原則リージョン内全ての EC2 や EBS のバックアップが取得されるので設定し忘れが無くなります。
敢えてバックアップが取得から除外することも可能なので後ほどこちらの挙動も確認してみます。
使用することで嬉しいこと2つ目は、
「カスタムで設定したライフサイクルポリシーによってバックアップが取得されるリソースは、デフォルトポリシーの対象外になる」です。
リージョン内全てのリソースを対象とすると、カスタムポリシーで取得した分だけ重複し余計な料金が発生してしまいます。
デフォルトポリシーではバックアップの取得が重複しないように出来ているため、全て取得するのではなくカスタムポリシーで設定されていないリソースを対象とします。

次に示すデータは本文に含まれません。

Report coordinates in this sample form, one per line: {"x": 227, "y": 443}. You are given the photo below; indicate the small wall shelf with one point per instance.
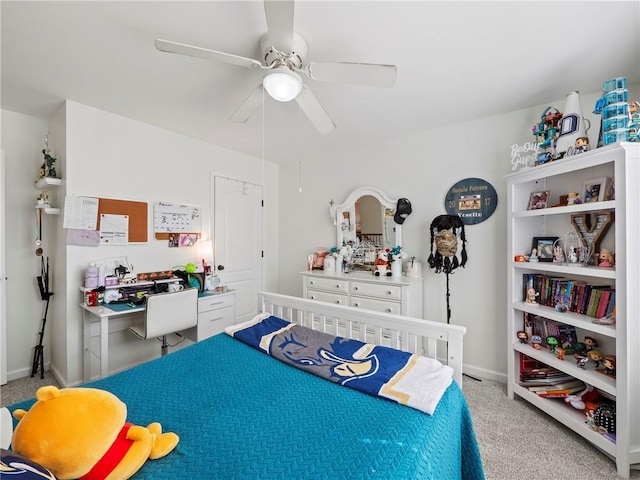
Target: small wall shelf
{"x": 48, "y": 181}
{"x": 49, "y": 210}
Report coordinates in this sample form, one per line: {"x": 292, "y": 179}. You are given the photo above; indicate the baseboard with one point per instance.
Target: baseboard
{"x": 482, "y": 373}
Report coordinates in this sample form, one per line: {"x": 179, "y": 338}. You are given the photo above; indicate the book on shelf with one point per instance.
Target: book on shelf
{"x": 561, "y": 393}
{"x": 573, "y": 383}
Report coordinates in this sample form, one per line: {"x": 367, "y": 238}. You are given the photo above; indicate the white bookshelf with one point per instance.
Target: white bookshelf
{"x": 622, "y": 162}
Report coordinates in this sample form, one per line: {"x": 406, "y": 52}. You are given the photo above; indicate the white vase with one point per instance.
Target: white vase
{"x": 572, "y": 125}
{"x": 396, "y": 268}
{"x": 329, "y": 263}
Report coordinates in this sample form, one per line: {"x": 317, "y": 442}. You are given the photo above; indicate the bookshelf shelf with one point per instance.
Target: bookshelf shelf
{"x": 569, "y": 318}
{"x": 622, "y": 163}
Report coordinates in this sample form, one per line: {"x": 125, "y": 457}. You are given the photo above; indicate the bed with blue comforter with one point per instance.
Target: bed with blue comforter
{"x": 241, "y": 414}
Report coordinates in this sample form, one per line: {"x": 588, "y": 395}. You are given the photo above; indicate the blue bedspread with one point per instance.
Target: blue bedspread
{"x": 241, "y": 414}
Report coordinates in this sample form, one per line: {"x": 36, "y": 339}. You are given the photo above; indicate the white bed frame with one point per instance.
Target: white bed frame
{"x": 413, "y": 335}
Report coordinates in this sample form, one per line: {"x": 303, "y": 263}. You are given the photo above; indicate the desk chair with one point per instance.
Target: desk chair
{"x": 168, "y": 313}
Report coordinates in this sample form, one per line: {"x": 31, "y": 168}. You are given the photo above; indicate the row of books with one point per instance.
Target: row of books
{"x": 546, "y": 381}
{"x": 566, "y": 334}
{"x": 595, "y": 301}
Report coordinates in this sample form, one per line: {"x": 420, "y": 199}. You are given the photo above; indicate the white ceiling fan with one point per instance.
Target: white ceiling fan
{"x": 283, "y": 64}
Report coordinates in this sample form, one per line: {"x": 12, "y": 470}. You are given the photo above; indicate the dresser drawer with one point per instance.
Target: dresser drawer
{"x": 329, "y": 284}
{"x": 376, "y": 305}
{"x": 214, "y": 322}
{"x": 327, "y": 297}
{"x": 214, "y": 302}
{"x": 392, "y": 292}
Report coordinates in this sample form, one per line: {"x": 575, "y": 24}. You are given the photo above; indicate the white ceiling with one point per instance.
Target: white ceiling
{"x": 456, "y": 61}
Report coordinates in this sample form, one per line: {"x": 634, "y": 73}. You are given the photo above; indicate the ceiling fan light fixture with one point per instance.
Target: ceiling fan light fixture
{"x": 282, "y": 84}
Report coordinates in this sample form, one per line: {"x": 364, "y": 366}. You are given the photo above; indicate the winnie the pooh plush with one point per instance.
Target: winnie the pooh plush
{"x": 82, "y": 433}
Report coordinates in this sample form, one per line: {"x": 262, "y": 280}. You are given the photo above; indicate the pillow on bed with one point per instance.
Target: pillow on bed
{"x": 19, "y": 468}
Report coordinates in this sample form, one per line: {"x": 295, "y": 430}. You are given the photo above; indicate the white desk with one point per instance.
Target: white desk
{"x": 105, "y": 316}
{"x": 100, "y": 321}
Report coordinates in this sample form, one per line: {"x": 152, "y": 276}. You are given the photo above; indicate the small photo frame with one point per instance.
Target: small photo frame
{"x": 595, "y": 190}
{"x": 544, "y": 248}
{"x": 538, "y": 200}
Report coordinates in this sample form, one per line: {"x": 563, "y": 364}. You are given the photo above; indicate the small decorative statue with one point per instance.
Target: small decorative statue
{"x": 581, "y": 145}
{"x": 605, "y": 258}
{"x": 573, "y": 198}
{"x": 531, "y": 296}
{"x": 609, "y": 364}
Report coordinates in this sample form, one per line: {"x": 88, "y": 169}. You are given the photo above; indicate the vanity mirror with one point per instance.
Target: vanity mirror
{"x": 365, "y": 221}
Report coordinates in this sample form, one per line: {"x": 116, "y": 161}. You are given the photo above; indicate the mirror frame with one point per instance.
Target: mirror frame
{"x": 350, "y": 203}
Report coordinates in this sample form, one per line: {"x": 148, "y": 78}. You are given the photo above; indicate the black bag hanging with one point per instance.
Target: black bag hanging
{"x": 447, "y": 236}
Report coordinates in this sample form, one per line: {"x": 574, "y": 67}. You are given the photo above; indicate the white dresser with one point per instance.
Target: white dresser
{"x": 216, "y": 311}
{"x": 400, "y": 296}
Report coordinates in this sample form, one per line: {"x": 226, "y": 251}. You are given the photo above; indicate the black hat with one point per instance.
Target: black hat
{"x": 403, "y": 210}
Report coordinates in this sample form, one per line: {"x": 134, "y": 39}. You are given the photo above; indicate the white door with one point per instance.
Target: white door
{"x": 3, "y": 310}
{"x": 237, "y": 236}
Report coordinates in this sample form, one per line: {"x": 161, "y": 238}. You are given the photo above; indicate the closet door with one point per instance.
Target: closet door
{"x": 237, "y": 237}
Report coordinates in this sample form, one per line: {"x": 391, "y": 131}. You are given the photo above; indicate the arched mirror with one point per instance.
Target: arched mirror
{"x": 365, "y": 221}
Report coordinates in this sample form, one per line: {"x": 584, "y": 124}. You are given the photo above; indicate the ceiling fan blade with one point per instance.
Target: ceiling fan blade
{"x": 314, "y": 111}
{"x": 249, "y": 106}
{"x": 371, "y": 74}
{"x": 280, "y": 23}
{"x": 197, "y": 52}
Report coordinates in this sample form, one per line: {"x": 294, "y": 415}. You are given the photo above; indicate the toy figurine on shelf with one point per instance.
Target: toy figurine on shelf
{"x": 573, "y": 198}
{"x": 48, "y": 168}
{"x": 595, "y": 356}
{"x": 590, "y": 343}
{"x": 536, "y": 342}
{"x": 605, "y": 258}
{"x": 581, "y": 145}
{"x": 609, "y": 364}
{"x": 546, "y": 132}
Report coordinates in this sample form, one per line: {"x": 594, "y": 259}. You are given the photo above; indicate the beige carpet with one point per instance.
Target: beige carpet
{"x": 517, "y": 441}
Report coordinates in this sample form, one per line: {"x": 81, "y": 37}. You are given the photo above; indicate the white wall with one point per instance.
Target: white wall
{"x": 106, "y": 155}
{"x": 23, "y": 141}
{"x": 422, "y": 168}
{"x": 115, "y": 157}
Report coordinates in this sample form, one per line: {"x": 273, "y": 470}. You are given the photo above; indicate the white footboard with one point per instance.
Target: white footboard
{"x": 413, "y": 335}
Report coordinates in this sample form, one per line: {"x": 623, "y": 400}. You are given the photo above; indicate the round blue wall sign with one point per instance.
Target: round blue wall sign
{"x": 472, "y": 199}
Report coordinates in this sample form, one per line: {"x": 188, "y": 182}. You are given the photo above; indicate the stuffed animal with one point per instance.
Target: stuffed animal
{"x": 382, "y": 264}
{"x": 83, "y": 433}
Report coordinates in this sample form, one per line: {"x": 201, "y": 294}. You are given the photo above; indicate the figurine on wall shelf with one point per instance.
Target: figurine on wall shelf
{"x": 531, "y": 296}
{"x": 573, "y": 198}
{"x": 605, "y": 258}
{"x": 609, "y": 364}
{"x": 48, "y": 168}
{"x": 581, "y": 145}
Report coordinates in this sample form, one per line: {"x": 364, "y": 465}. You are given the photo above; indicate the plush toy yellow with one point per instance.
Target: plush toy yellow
{"x": 82, "y": 433}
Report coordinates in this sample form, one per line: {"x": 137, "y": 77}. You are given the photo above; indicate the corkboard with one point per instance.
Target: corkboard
{"x": 137, "y": 212}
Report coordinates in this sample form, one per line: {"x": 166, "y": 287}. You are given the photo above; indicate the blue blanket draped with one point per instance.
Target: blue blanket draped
{"x": 242, "y": 415}
{"x": 374, "y": 369}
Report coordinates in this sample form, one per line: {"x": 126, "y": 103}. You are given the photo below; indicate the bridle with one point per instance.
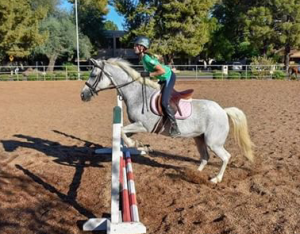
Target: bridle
{"x": 99, "y": 77}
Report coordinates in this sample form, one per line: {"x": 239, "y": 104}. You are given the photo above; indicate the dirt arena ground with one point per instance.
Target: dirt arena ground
{"x": 51, "y": 180}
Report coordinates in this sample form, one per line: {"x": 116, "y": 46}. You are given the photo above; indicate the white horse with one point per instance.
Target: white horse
{"x": 208, "y": 123}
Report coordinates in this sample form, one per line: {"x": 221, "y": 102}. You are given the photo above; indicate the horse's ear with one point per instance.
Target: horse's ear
{"x": 93, "y": 61}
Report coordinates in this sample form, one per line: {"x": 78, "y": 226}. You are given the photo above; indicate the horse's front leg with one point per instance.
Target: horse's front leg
{"x": 130, "y": 129}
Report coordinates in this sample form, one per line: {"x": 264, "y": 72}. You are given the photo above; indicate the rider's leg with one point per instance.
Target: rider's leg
{"x": 166, "y": 95}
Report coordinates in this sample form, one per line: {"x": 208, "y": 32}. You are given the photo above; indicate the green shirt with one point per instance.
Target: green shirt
{"x": 150, "y": 63}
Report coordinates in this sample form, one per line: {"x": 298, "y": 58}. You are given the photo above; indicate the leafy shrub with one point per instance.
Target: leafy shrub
{"x": 60, "y": 76}
{"x": 261, "y": 67}
{"x": 218, "y": 75}
{"x": 234, "y": 75}
{"x": 279, "y": 75}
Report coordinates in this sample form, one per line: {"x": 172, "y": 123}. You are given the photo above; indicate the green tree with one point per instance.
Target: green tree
{"x": 275, "y": 24}
{"x": 19, "y": 27}
{"x": 91, "y": 17}
{"x": 176, "y": 27}
{"x": 228, "y": 41}
{"x": 61, "y": 40}
{"x": 50, "y": 5}
{"x": 109, "y": 25}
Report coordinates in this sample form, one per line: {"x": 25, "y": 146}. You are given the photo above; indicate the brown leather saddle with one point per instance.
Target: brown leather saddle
{"x": 174, "y": 102}
{"x": 175, "y": 98}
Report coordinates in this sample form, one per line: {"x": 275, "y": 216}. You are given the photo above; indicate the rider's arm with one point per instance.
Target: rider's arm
{"x": 159, "y": 70}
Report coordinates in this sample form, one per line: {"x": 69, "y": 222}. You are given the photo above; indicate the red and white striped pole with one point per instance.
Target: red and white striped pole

重複することがないので、コストメリットがある機能となります。
やってみた
実際に、除外設定も込みでデフォルトポリシーの挙動を EBS-backed AMI で確認してみました。
バックアップ対象の確認
Name タグが異なる EC2 を3台用意しました。
backup-policy-ec2-1
は、デフォルトポリシーでバックアップを取得
backup-policy-ec2-2
は、バックアップ取得対象外
backup-policy-ec2-1
は、カスタムポリシーでバックアップを取得
という挙動を確認しようと思います。
デフォルトポリシーの作成
下記のように進みます。
① ナビゲーションペインから「Elastic Block Store > ライフサイクルマネージャー」を選択
② 「デフォルトポリシー」を選択
③ ポリシータイプを選択(今回は、EBS-backed AMI ポリシー
)
④ 「次のステップ」を押下
続いて設定画面に遷移します。
「ポリシーの説明」には任意のものを記載し、
IAM ロールはデフォルトロールを選択します。
「スケジュールの詳細」では、作成頻度と保持期間を指定します。
AWS 側で指定する4時間の枠からランダムに取得されます。
「除外パラメータ」では、指定のタグを記載するとそのタグを持つリソースについてはバックアップ対象から外せます。
今回は、backup-policy-ec2-2
を除外します。
開発用サーバなどバックアップ不要なものについては、指定すると便利かもしれません。
「詳細設定」では、カスタムポリシー同様オプションを選択できます。
今回は、分かりやすいよう「インスタンスかたタグをコピー」にチェックをいれました。
最後、「デフォルトポリシーを作成」を押下すると作成できます。
比較用のカスタムポリシーの作成
比較用に下記のようにカスタムポリシーも作成しました。
こちらでは、backup-policy-ec2-3
を指定しました。
また、このカスタムポリシーで取得した AMI については、backup-type:custom
のタグが付与されるようになっています。
確認
数日経過後、AMI を確認すると、
backup-policy-ec2-1
は、デフォルトポリシーでバックアップを取得
backup-policy-ec2-2
は、バックアップ取得対象外
backup-policy-ec2-1
は、カスタムポリシーでバックアップを取得
という要件通りにバックアップが取得できていることが確認できました!
カスタムポリシーとデフォルトポリシーの違い
いくつか違いはありますが、代表的なものを挙げると、
項目 | デフォルトポリシー | カスタムポリシー |
---|---|---|
バックアップ作成頻度 | 1~7日毎の1日単位の指定 | cron式などを使用した細かい指定 |
インスタンス再起動有無の選択可否 | 否(再起動はしない) | 可 |
バックアップの最大保持期間 | 14日間 | 100年 |
詳細は下記ドキュメントを参照ください。
参考
- How Amazon Data Lifecycle Manager works - Amazon Elastic Compute Cloud
- Default policies vs custom policies - Amazon Elastic Compute Cloud
- Default policies - Amazon Elastic Compute Cloud
おわりに
今回は、Amazon DLM にてバックアップ漏れを防ぐデフォルトポリシーについてご紹介しました。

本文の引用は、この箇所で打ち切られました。